JULY 15, 2010 In Iran, a Defector Disappears Again

Tehran Presents Researcher as Hero, Then Takes Him for Questioning; a U.S. Reward Is Left Behind

By SIOBHAN GORMANAnd FARNAZ FASSIHI
Iranian nuclear researcher Shahram Amiri arrived home Thursday, despite efforts by the Central Intelligence Agency to convince him to stay in the U.S., beginning another stage in a saga in which both countries suggest they came out on top.

U.S. officials say Mr. Amiri defected to the U.S. about a year ago and provided valuable information on the country's nuclear program. In return, he was offered the opportunity to resettle and given a $5 million resettlement package to establish his new life in the United States, officials say. CIA officials warned Mr. Amiri that he could face execution if he returned to Iran.

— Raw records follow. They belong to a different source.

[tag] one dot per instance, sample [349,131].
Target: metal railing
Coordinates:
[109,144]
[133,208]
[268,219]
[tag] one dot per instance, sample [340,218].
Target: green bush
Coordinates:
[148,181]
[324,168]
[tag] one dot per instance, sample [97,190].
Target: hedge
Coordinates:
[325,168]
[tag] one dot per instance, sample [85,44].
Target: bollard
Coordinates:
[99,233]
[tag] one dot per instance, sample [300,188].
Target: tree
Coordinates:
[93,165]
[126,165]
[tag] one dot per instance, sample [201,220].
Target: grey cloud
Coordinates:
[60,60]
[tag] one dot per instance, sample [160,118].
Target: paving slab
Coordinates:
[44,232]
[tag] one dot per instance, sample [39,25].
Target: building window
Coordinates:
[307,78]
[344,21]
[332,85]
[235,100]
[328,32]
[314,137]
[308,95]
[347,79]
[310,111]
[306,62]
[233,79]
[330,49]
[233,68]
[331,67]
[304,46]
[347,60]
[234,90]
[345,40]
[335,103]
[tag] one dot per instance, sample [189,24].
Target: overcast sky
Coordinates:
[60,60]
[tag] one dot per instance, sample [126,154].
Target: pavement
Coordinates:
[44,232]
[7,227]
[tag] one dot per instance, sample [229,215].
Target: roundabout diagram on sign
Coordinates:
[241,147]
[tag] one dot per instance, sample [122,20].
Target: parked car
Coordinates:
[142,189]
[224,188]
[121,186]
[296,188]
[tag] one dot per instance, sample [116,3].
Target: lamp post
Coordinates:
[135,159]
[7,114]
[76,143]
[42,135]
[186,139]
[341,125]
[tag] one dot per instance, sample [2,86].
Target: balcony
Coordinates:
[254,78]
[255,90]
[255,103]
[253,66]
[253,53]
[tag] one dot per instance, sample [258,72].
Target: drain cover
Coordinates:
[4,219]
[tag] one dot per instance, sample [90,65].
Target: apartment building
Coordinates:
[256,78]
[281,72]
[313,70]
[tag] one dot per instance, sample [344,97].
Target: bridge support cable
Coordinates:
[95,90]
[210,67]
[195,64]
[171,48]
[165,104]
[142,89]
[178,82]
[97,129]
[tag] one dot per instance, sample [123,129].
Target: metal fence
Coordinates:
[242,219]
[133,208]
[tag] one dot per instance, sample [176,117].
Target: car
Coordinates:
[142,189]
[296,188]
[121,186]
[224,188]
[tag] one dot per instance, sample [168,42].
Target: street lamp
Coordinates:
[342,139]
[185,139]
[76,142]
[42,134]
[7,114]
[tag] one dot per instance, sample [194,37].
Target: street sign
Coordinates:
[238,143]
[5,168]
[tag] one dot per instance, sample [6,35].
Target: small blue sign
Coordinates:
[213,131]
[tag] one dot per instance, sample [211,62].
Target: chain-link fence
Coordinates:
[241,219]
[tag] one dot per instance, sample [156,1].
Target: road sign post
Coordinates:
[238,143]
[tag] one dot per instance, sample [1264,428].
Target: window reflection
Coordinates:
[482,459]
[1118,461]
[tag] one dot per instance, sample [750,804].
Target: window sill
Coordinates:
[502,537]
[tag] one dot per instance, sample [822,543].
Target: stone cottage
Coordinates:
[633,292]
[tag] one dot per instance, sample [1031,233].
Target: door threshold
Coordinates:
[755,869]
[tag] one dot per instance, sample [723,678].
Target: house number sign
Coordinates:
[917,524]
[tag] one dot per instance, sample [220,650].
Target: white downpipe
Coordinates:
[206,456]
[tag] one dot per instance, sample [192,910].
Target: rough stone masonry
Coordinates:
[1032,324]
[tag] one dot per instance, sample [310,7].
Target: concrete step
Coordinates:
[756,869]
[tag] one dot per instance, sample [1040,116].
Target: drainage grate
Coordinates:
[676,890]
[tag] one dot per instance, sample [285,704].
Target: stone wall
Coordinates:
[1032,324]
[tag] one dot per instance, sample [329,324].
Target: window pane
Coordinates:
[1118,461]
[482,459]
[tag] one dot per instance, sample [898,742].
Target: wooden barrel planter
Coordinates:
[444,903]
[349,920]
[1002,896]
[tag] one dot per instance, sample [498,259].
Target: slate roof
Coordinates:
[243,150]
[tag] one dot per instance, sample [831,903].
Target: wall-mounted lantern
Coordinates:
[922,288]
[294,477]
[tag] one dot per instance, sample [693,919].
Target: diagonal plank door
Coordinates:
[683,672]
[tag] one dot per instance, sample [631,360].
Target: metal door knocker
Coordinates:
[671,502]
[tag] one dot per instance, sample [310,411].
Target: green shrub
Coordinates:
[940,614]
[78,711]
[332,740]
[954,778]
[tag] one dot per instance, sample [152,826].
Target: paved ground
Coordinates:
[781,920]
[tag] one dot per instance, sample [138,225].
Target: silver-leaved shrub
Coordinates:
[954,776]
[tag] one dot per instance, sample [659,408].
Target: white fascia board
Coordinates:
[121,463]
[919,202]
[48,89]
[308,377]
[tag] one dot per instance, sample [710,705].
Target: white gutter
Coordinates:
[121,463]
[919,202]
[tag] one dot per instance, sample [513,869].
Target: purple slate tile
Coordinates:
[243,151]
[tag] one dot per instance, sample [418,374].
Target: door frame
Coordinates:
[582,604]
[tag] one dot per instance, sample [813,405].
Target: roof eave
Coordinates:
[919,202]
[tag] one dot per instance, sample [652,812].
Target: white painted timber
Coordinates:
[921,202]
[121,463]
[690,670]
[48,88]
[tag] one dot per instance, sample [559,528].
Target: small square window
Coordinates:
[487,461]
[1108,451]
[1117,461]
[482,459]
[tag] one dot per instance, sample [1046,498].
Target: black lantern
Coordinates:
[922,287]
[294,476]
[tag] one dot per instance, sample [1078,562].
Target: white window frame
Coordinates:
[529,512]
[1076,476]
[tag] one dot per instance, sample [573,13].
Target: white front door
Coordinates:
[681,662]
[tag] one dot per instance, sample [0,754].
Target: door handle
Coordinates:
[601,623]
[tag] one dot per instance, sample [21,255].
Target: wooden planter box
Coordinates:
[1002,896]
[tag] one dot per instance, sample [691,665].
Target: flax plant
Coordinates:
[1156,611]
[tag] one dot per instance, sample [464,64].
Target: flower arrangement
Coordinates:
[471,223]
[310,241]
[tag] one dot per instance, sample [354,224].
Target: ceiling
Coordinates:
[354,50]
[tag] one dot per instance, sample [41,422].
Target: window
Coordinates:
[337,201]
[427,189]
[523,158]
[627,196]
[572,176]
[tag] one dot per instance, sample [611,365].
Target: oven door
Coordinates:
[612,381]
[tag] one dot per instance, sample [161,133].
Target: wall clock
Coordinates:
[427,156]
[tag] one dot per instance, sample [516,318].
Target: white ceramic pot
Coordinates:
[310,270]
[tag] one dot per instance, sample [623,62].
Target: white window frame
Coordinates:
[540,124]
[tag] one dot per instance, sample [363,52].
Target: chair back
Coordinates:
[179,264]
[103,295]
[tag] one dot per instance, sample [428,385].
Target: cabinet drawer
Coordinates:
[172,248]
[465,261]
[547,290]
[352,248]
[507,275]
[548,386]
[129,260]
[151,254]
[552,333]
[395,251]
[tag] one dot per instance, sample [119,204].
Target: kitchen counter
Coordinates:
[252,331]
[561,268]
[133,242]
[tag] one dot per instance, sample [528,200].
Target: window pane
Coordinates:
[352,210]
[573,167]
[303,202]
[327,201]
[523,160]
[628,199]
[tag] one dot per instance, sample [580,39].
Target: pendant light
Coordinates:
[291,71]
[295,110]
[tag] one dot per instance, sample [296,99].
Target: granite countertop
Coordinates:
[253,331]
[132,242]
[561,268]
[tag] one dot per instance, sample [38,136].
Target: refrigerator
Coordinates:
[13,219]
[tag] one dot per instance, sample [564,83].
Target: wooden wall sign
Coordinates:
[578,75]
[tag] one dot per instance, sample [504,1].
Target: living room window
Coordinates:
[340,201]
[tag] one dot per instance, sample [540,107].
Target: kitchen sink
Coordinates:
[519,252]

After his arrival Thursday, images of a smiling Mr. Amiri at the Tehran's Imam Khomeini Airport holding his son in his arms were broadcast repeatedly through the day on state television channels.

"I was under the harshest mental and physical torture," Mr. Amiri said, according to the Associated Press. He said he was offered $50 million and the opportunity to resettle in the West if he remained outside Iran. A U.S. official called the statement "ludicrous."

An Iranian official said the broadcasts were part of an effort by Iran's government to portray Mr. Amiri as a free man and give credibility to his claim that he was abducted by the CIA.

The official said Mr. Amiri was allowed to spend time with his wife and child at home under supervision. On Thursday afternoon, intelligence agents of Iran's Revolutionary Guard Corps took him away for debriefing for an undetermined amount of time, to answer questions about his contacts with the U.S. government and CIA, the official said.

U.S. officials said Mr. Amiri gave the Americans worthwhile intelligence. "This guy's given significant, original information that's checked out," an official said.

The $5 million payment was put into U.S. bank accounts that Mr. Amiri won't be able to access from Iran, officials said. The payment was earlier reported Wednesday by the Washington Post.

U.S. officials said Mr. Amiri was offered the opportunity to bring his family to the U.S., but they didn't want to come. It isn't clear whether they could have made it: The Iranian government generally blocks such attempts to leave the country.

After arriving in the U.S., Mr. Amiri began pursuing studies at a university in Tucson, Ariz. It is common for defectors who are resettled in the U.S. to set up a low-profile life in the U.S.

He had second thoughts in what seemed to be a combination of homesickness and fear for the safety of his family, who had received threats to pressure him to return, officials said.

"This guy went off the rails," said an official familiar with the matter, adding that "a tumultuous back and forth" ensued in which CIA officials attempted to persuade him to stay in the U.S.

Officials say that under pressure from the Iranian government, he recorded an amateurish video in April that was broadcast on Iranian television in early June, saying he was in Tucson and he had been abducted in 2009 in a "joint operation by terror and kidnap teams."

He regularly did Google searches on his name and began to worry about his reputation, so he asked the CIA to help produce a new video "to clear his name," as an official put it.

So, shortly after the first video aired, another video emerged on YouTube, where he wore a sports jacket and declared "I am free here and I assure everyone that I am safe." That video was more professionally produced.

But Mr. Amiri's concerns for his family mounted, officials said, and later that month, Iranian television broadcast a third video message in which he said he had escaped security agents in Virginia.

U.S. officials say the videos weren't credible. "Amiri wanted to see his family again and—sadly—he chose a stupid way to do it, lying about what happened to him here to try to build up his credibility back home. That's apparently the only avenue he saw to make it happen."